Sarah Young: At the moment there is pretty much no way for the railway operator to force a closure, so the owner of the right of way, the beneficiary of the easement, has the power in their hands. You might find a reasonable price at one end, but as you go further and further along the line the price goes up because the owner of the level crossing has no particular reason to close.

Q79   Martin Vickers: Are you considering a proposal for some form of mediation or arbitration, call it what you will?

Richard Percival: The orders that we propose would allow for compulsory acquisition with compensation, but the compensation would be fixed according to the general law of compulsory purchase, which will be at a reasonable and fair level but not at what one might think was an inflated level.

Sarah Young: It would not prevent the parties from coming to an agreement. Under the shadow of the possibility of compulsory closure you might decide that you want to agree to closure at a lower rate.
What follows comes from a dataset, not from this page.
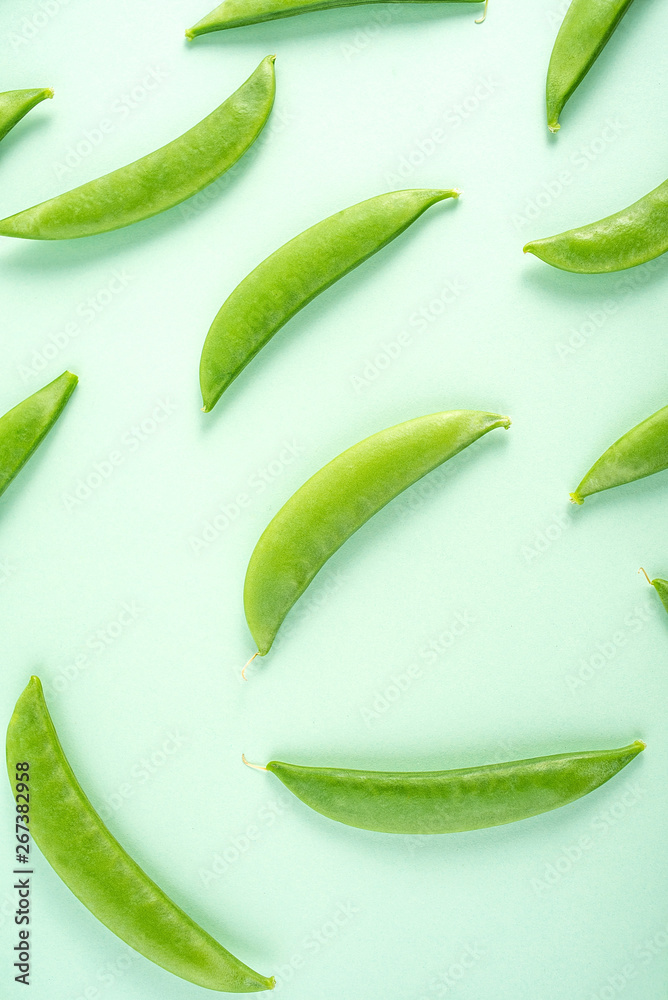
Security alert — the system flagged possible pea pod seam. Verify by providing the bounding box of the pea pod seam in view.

Lord Justice Lloyd Jones: The application would be made by the railway operator or highways authority, and the single set of proceedings, which would be streamlined, would address questions of compensation and of the extinguishing of rights in respect of the crossing, and also would be able to make provision for what was to be put in its place. If there was to be an underpass, bridge or something like that, there would be provision for the acquisition of rights, compulsory purchase, planning and also the creation of new rights of way. All that could be dealt with in one set of proceedings.

Chair: Thank you all very much for answering our questions.